Cloudflare's SDK. Uses the Dynamic Worker Loader API to run code in V8 isolates. Built into the Cloudflare Agents platform.

npm install @cloudflare/codemode

Docs npm

Official MCP Server

Cloudflare API MCP Server

The entire Cloudflare API (2,500+ endpoints) as an MCP server using Code Mode. Connect at https://mcp.cloudflare.com/mcp. Three tools: search, execute, docs.

GitHub

Community

codemode-mcp

A local implementation by jx-codes (87 pts on HN). Runs MCP-to-TypeScript conversion locally with Deno sandboxing. Since superseded by lootbox — a more polished take on the same idea.
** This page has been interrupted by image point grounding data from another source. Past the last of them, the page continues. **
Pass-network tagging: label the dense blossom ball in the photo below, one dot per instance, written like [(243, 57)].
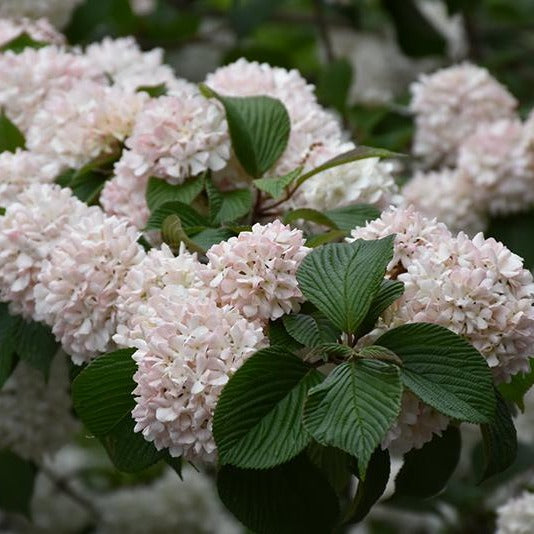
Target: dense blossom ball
[(36, 413), (517, 515), (21, 169), (78, 284), (127, 65), (450, 104), (28, 77), (188, 354), (181, 135), (86, 121), (38, 30), (256, 271), (448, 196), (29, 231)]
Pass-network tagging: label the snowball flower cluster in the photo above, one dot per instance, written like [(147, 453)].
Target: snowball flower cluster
[(256, 271), (78, 283), (185, 359), (517, 515), (181, 135), (450, 103), (36, 413), (475, 287)]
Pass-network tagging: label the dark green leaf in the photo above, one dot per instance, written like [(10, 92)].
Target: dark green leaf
[(17, 478), (499, 440), (257, 422), (426, 471), (443, 370), (354, 407), (259, 127), (11, 137), (293, 498), (342, 279), (371, 488), (159, 191)]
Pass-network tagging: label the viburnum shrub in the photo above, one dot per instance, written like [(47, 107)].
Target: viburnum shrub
[(215, 262)]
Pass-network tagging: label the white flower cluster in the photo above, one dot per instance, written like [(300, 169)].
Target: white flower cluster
[(36, 413), (475, 287), (466, 123)]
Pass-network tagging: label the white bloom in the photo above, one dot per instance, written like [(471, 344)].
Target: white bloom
[(450, 104), (29, 231), (36, 413), (78, 284), (181, 135), (517, 515), (84, 122)]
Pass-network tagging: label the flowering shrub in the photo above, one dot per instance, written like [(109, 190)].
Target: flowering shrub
[(214, 262)]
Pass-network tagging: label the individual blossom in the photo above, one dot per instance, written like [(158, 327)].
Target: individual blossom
[(188, 353), (127, 65), (29, 230), (87, 121), (36, 412), (450, 104), (21, 169), (39, 30), (517, 515), (256, 271), (181, 135), (78, 284), (125, 194), (28, 77), (448, 196)]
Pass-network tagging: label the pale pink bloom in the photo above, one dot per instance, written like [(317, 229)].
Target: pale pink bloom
[(190, 351), (181, 135), (29, 231), (86, 121), (127, 65), (28, 77), (78, 284), (39, 30), (450, 104), (21, 169), (125, 194), (256, 271)]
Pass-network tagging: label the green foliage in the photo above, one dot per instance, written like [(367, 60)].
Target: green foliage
[(257, 422), (354, 407), (292, 498), (443, 370), (343, 279)]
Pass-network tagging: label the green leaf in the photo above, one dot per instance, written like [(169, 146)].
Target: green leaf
[(276, 187), (102, 391), (426, 471), (159, 191), (309, 215), (371, 488), (350, 217), (515, 390), (257, 422), (389, 292), (11, 137), (360, 152), (499, 440), (443, 370), (354, 407), (342, 279), (188, 216), (293, 498), (307, 330), (20, 42), (18, 477), (259, 127)]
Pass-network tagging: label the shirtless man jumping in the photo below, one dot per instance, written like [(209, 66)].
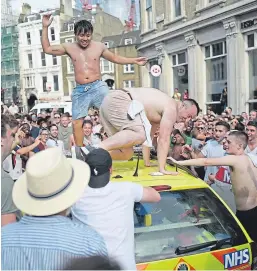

GitHub lootbox (successor)

Pattern

Local Code Mode

A gist by chenhunghan describing how to add Code Mode to any MCP server. Uses quickjs-emscripten (JS), RestrictedPython, goja (Go), or boa_engine (Rust) as sandbox runtimes. No external dependencies.

Gist

⚡ When to use Code Mode

✅ Good fits

APIs with many endpoints (Cloudflare, GitHub, Stripe)
Multi-step workflows (search → read → transform → write)
LLMs that already know the API's schema from training data
When context window budget matters
When you need durable approval gates

⚠️ Not ideal

Simple APIs with 2-3 tools
When the LLM doesn't know the API schema
When you need real-time streaming from the tool
When running untrusted code is not an option
Non-JS/TS environments without a sandbox

🚀 Quick start (Cloudflare Agents)

1. Install

npm install @cloudflare/codemode

2. Wrap your tools with codemode

import { codemode } from "@cloudflare/codemode";

const { system, tools } = codemode({
  system: "You are a helpful assistant",
  tools: { /* your MCP servers */ },
});

3. Use in your agent

const stream = streamText({
  model: openai("gpt-5"),
  system,
  tools,  // ← just one tool: codemode({code})
  messages: [{
    role: "user",
    content: "Deploy a new Worker named hello-world"
  }]
});

🏗️ The pieces

Piece	What it is	State
Executor	Runs a block of code in an isolated sandbox. On Workers: `DynamicWorkerExecutor`. In browser: `IframeSandboxExecutor`.	Stateless
Connectors	Classes bridging external services (MCP, OpenAPI, custom) into the sandbox as typed globals. Own their credentials and connection lifecycle.	Own state
Runtime	The handle you hold: `runtime.tool()` for the model, `pending/approve/reject/rollback` for your app, and a durable log.	Durable
Worker Loader API	New Cloudflare API that loads Worker code on-demand, in milliseconds, with per-isolate bindings. No containers, no prewarming.	Stateless

🔒 Security model

✓

No network access. The sandbox can't make HTTP requests. fetch() throws. Every external call goes through a connector.

✓

No API key exposure. Bindings provide pre-authenticated interfaces. The AI never sees raw credentials.

✓

Fresh isolate per run. Millisecond startup, zero reuse. No state leaks between executions.

✓

Approval gates. Destructive operations (create issue, merge PR) require human approval. The sandbox pauses mid-execution.

💡 What this changes

Code Mode challenges a core assumption of the MCP ecosystem: that tools must be exposed directly to the LLM. It argues that the right abstraction for LLM tool use is code, not remote procedure calls. This shifts MCP server design from "make simple tools LLMs can handle" to "expose full APIs that LLMs can reason about in code."

It also changes the economics. A 2,500-endpoint API that would consume your entire context window as native MCP tools now costs ~0.5% of that window. You can connect more services, to more capable agents, without hitting token limits.